Hello everyone! I hope everyone is doing well!
To reach a calm state of mind has taken a lot of will power. I have released and left surroundings that were toxic for me. I am still working on and will continue to work on my highest vibration, staying positive despite the difficult situation I am facing and will face – I’ve learned to receive them and respond accordingly of facing them from a different perspective. More than not, I have faced plenty in the past and I am prepared to go to battle for what will come next.
I often have been in fight or flight mode with both work and personal relationships. I was left on my own, isolated, faced explaining and justifying my work actions when my boss was sitting in front of me and didn’t support me when I was verbally given a directive and out of fear didn’t defend or speak up for myself. In essence, I learned to have things documented. I often was anxious and stressed that led to me overreacting too. Mentally I was deteriorating. For ten years it thundered in my mind constantly because I also had personal relationships that were not healthy taking my time, energy and money. I was chasing a relationship that never even began in the other person’s mind. I was lost and couldn’t find my way. The one thing I never did was let myself go. I am strong and faced my struggles head-on.
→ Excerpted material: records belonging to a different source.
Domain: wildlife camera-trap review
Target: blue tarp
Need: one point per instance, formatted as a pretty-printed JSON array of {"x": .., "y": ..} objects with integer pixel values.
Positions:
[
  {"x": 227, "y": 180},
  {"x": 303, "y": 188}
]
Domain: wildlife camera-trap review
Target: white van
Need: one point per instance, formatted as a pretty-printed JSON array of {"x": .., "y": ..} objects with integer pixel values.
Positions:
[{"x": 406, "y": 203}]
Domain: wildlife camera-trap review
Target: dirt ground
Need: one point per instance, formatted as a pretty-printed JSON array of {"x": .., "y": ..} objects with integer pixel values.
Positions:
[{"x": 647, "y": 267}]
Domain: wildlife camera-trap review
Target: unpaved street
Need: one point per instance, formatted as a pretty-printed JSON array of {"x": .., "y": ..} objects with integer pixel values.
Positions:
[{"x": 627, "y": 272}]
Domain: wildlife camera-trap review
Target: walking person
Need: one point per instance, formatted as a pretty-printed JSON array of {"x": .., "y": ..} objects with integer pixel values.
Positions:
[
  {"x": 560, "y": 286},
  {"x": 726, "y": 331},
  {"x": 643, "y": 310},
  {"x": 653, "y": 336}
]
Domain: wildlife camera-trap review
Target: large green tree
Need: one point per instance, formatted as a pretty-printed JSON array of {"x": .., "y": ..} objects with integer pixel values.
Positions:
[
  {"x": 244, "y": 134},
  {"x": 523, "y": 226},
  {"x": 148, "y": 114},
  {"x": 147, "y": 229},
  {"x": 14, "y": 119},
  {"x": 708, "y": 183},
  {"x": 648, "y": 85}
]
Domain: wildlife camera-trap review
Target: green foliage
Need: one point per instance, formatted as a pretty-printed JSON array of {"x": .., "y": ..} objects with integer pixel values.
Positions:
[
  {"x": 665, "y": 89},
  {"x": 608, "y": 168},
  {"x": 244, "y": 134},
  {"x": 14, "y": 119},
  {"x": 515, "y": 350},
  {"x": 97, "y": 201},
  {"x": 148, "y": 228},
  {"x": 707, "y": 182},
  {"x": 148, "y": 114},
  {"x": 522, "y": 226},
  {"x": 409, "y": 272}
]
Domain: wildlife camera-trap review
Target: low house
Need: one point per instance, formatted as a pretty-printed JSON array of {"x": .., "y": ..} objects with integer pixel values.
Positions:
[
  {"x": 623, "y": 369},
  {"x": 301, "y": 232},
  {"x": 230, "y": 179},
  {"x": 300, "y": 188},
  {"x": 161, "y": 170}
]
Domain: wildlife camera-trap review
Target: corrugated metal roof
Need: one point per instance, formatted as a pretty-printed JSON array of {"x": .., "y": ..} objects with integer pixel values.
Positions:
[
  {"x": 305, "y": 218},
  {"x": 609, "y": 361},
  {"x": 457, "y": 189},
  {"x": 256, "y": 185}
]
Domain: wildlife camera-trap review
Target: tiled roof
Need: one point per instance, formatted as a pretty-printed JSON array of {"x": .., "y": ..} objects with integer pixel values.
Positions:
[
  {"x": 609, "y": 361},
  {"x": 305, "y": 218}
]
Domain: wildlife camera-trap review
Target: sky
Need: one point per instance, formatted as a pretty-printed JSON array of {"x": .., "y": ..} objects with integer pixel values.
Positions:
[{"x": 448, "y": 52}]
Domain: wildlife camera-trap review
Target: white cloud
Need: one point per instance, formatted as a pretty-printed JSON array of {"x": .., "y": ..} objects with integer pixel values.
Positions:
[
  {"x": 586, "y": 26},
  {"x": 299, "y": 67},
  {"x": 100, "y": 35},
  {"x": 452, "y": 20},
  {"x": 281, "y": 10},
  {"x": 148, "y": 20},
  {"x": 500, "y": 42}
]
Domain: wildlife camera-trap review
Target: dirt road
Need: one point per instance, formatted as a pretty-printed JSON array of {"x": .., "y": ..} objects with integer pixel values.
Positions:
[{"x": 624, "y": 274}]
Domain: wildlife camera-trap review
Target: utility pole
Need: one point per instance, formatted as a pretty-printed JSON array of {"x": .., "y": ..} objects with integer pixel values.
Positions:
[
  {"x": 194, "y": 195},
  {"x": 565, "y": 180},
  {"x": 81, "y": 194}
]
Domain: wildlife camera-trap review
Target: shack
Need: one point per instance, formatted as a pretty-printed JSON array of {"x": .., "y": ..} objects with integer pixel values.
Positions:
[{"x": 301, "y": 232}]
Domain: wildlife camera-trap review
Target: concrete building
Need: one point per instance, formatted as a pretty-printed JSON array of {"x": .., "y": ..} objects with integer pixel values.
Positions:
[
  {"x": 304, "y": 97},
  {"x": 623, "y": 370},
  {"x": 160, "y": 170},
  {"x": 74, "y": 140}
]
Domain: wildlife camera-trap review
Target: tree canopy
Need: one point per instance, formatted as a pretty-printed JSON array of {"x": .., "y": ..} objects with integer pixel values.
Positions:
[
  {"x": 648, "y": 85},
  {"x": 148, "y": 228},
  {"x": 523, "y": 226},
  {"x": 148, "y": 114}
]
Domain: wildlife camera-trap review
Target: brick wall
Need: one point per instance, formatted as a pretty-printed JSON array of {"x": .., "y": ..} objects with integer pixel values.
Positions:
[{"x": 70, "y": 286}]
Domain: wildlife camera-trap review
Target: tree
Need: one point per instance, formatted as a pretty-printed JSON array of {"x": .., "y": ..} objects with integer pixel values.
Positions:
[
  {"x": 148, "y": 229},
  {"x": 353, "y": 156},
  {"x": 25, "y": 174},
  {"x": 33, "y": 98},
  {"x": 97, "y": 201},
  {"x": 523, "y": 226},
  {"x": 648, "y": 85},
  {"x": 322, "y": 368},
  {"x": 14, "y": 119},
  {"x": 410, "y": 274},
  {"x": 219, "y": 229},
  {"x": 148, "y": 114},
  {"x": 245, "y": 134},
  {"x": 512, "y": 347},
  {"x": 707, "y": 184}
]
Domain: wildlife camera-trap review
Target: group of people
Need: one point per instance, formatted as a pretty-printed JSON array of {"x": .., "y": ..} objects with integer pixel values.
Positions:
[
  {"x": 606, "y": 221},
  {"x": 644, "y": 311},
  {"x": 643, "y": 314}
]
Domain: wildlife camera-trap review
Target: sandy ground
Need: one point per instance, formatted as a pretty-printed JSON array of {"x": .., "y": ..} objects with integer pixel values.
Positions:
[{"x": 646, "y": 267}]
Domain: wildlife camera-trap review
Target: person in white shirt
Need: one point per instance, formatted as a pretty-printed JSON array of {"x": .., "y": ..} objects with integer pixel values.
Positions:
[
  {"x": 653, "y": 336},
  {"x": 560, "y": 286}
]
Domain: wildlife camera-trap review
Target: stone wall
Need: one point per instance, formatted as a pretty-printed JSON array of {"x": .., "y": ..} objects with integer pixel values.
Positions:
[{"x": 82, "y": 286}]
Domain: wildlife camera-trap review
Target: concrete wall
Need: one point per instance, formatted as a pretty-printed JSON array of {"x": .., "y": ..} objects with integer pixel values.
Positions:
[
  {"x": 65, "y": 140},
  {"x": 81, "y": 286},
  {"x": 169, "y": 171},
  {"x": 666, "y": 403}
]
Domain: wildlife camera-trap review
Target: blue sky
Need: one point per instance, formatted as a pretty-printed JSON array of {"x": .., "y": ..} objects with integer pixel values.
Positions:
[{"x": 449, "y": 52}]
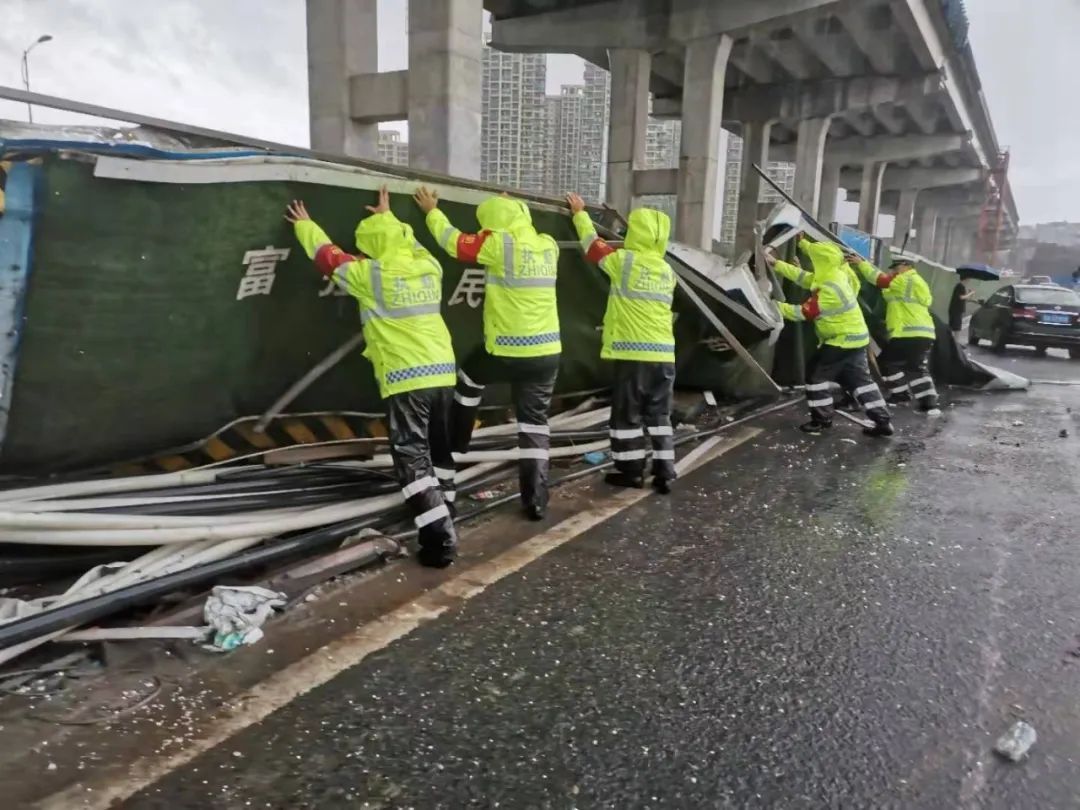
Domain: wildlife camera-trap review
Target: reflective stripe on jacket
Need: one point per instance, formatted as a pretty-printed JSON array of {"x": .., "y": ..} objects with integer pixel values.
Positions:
[
  {"x": 399, "y": 293},
  {"x": 907, "y": 300},
  {"x": 521, "y": 312},
  {"x": 637, "y": 324},
  {"x": 834, "y": 297}
]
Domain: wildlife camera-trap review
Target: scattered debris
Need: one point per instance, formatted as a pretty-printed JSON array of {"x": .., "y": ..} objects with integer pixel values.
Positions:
[
  {"x": 237, "y": 613},
  {"x": 1016, "y": 742}
]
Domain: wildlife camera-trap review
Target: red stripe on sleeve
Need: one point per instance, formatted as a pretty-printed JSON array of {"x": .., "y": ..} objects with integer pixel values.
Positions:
[
  {"x": 469, "y": 245},
  {"x": 885, "y": 280},
  {"x": 597, "y": 251},
  {"x": 331, "y": 257}
]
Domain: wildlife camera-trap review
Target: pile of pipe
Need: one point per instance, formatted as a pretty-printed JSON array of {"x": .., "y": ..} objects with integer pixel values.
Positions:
[{"x": 224, "y": 518}]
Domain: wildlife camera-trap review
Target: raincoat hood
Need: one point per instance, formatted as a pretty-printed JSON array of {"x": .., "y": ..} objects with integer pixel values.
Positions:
[
  {"x": 503, "y": 214},
  {"x": 381, "y": 235},
  {"x": 824, "y": 256},
  {"x": 648, "y": 231}
]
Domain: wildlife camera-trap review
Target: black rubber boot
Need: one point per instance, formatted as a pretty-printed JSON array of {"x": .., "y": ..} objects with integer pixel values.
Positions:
[
  {"x": 434, "y": 557},
  {"x": 880, "y": 430},
  {"x": 624, "y": 480}
]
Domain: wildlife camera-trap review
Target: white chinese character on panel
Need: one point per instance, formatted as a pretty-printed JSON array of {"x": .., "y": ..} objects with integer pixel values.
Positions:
[
  {"x": 470, "y": 289},
  {"x": 332, "y": 287},
  {"x": 261, "y": 265}
]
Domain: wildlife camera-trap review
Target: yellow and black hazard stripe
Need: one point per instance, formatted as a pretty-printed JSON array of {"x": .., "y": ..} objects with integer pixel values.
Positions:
[{"x": 240, "y": 439}]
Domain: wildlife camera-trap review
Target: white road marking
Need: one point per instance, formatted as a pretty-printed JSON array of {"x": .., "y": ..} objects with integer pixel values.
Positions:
[{"x": 300, "y": 677}]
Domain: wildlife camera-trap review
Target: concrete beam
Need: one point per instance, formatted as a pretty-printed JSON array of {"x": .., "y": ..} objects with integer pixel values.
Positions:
[
  {"x": 869, "y": 29},
  {"x": 665, "y": 108},
  {"x": 829, "y": 192},
  {"x": 628, "y": 124},
  {"x": 902, "y": 179},
  {"x": 916, "y": 19},
  {"x": 855, "y": 150},
  {"x": 927, "y": 230},
  {"x": 444, "y": 85},
  {"x": 646, "y": 24},
  {"x": 623, "y": 24},
  {"x": 826, "y": 39},
  {"x": 342, "y": 41},
  {"x": 378, "y": 97},
  {"x": 809, "y": 162},
  {"x": 750, "y": 59},
  {"x": 905, "y": 217},
  {"x": 755, "y": 150},
  {"x": 798, "y": 100},
  {"x": 869, "y": 197},
  {"x": 706, "y": 63},
  {"x": 653, "y": 181},
  {"x": 691, "y": 18}
]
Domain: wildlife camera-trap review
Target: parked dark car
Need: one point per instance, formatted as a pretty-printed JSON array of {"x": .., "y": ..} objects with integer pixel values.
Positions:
[{"x": 1028, "y": 314}]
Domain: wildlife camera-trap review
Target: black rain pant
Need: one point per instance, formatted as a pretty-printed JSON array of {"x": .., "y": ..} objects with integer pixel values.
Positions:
[
  {"x": 423, "y": 461},
  {"x": 642, "y": 403},
  {"x": 905, "y": 367},
  {"x": 531, "y": 382},
  {"x": 850, "y": 369}
]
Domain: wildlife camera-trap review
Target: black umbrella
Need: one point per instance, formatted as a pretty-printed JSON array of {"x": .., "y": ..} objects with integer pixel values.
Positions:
[{"x": 980, "y": 272}]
With help I learned to deal with my emotions. I learned to nip things in the bud if I felt trouble brewing. Beginning with my psychology course and doing exercises thereafter I began to be serene, calm and I forced myself to speak up. I began to look at thing with optimism. Once I took control mentally things started turning for me. People that pushed me around and pushed my buttons were no longer doing it. I outgrew a lot of toxic and negative people becoming stable, safe and that was my power. I got tired of being silent and sad. I woke up one day and took the first step to rebuild mentally. The only people who embraced me after walking away and start over, my family. I started strong.
The environment I work in now is being forced to re-think their strategy and their mind set is changing. I haven’t worked one year; I have worked on myself while working for 20+. All the best!